Sack Lunch Seminar (SLS) – Brice Coffer (NC State)
“Forecasting supercell tornadogenesis using the near-ground wind profile”
A defining characteristic of supercell thunderstorms is their mesocyclone, a quasi-steady region of vertical vorticity within the storm’s updraft. The mesocyclone, especially at low altitudes (<1 km above ground level; AGL), plays a crucial role in the tornadogenesis process in supercells. Despite increasing understanding of environments that favor tornadic supercells, it is unclear how differences in the environmental profiles, especially the low-level wind profile, affect the in-storm processes that lead to tornadogenesis. As a result, the false-alarm rate for tornado warning is approximately 75%.

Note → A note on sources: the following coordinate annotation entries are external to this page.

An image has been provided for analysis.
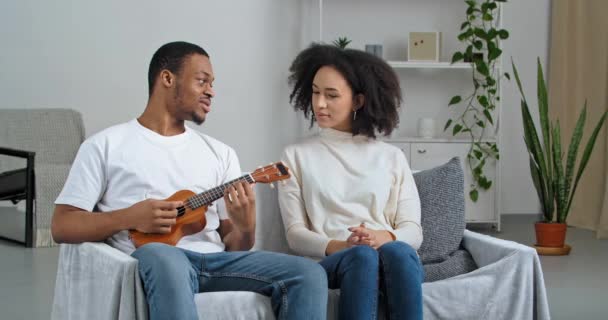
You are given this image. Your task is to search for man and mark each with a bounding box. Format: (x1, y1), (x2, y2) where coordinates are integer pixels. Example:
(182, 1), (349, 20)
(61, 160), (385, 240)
(52, 42), (327, 319)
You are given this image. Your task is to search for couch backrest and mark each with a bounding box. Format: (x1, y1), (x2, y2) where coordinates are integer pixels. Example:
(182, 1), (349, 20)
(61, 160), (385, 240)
(0, 109), (84, 172)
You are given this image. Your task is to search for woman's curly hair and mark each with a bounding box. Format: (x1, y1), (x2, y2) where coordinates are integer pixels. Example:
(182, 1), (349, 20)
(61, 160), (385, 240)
(289, 44), (402, 138)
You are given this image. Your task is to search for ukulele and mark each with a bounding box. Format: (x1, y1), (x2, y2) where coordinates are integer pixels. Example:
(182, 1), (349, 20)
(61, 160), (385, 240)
(129, 162), (290, 248)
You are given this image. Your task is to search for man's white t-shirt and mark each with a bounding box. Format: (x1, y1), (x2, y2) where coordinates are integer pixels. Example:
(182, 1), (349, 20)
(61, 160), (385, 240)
(55, 119), (241, 254)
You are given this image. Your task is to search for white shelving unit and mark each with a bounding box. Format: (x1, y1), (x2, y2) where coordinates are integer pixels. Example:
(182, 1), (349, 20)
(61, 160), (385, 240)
(387, 61), (472, 70)
(317, 0), (502, 231)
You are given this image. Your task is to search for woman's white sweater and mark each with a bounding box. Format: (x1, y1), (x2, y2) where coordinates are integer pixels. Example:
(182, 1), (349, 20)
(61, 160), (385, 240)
(279, 129), (422, 258)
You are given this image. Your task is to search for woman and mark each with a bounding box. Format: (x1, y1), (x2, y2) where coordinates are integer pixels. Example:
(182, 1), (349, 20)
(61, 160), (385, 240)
(279, 45), (424, 319)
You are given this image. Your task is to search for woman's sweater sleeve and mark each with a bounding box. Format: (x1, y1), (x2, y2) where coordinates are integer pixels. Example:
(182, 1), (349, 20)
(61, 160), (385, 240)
(279, 148), (331, 258)
(393, 152), (422, 250)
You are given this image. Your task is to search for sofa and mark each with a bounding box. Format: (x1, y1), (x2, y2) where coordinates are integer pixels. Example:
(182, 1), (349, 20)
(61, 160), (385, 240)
(0, 109), (84, 247)
(51, 158), (550, 320)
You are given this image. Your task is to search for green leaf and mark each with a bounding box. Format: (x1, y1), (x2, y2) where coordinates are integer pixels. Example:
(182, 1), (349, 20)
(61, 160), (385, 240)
(443, 119), (452, 132)
(551, 121), (567, 218)
(511, 58), (526, 101)
(475, 61), (490, 76)
(452, 51), (464, 63)
(488, 46), (502, 61)
(469, 189), (479, 202)
(458, 29), (473, 41)
(486, 28), (498, 41)
(537, 58), (553, 182)
(514, 97), (554, 217)
(483, 109), (494, 125)
(558, 112), (608, 221)
(448, 96), (462, 106)
(486, 77), (496, 87)
(558, 101), (587, 219)
(473, 150), (483, 160)
(473, 28), (488, 39)
(452, 124), (462, 136)
(477, 96), (488, 108)
(473, 40), (483, 50)
(498, 29), (509, 40)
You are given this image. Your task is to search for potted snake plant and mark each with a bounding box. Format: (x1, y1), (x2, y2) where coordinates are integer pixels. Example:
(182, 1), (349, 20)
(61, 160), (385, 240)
(511, 59), (606, 248)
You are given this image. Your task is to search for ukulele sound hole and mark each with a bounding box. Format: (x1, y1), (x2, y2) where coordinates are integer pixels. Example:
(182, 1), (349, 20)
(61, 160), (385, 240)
(177, 206), (186, 217)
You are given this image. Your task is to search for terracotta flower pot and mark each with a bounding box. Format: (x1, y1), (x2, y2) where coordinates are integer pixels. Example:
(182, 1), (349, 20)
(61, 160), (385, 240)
(534, 222), (567, 248)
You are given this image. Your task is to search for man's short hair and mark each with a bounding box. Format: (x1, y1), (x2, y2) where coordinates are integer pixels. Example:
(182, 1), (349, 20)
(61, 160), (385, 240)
(148, 41), (209, 96)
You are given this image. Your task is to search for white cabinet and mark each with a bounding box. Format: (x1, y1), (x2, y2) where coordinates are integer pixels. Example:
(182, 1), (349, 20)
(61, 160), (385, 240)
(387, 138), (500, 230)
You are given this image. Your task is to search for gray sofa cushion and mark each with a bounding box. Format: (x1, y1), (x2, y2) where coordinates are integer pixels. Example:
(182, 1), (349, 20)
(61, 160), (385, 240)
(414, 157), (476, 281)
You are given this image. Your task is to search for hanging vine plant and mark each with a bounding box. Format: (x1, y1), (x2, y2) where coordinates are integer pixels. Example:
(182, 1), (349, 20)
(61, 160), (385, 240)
(444, 0), (510, 202)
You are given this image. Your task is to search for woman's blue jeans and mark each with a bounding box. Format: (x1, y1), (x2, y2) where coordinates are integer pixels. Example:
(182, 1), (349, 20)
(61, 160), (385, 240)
(319, 241), (424, 320)
(132, 243), (327, 320)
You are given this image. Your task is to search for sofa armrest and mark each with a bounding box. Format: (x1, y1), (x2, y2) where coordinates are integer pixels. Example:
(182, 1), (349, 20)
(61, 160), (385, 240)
(462, 230), (535, 268)
(51, 242), (148, 320)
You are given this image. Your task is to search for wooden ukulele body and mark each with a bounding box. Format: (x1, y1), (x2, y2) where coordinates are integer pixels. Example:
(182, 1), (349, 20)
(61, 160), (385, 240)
(129, 190), (207, 248)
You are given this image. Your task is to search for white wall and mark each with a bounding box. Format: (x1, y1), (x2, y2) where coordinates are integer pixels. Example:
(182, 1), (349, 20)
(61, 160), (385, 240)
(0, 0), (550, 222)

Using composite near-storm environments of nontornadic and tornadic supercells sampled during the second Verification of the Origins of Rotation in Tornadoes Experiment (VORTEX2), a nontornadic and a tornadic supercell were simulated in Cloud Model 1 (CM1). Both environments produce strong supercells with robust midlevel mesocyclones and hook echoes. The nontornadic supercell readily produces subtornadic surface vortices, but these vortices fail to be stretched by the low-level updraft. This is due to a disorganized low-level mesocyclone caused by crosswise vorticity in the lowest 500 m AGL within the nontornadic environment. In contrast, the tornadic supercell ingests streamwise horizontal vorticity, promoting a strong low-level mesocyclone with enhanced stretching of surface vorticity.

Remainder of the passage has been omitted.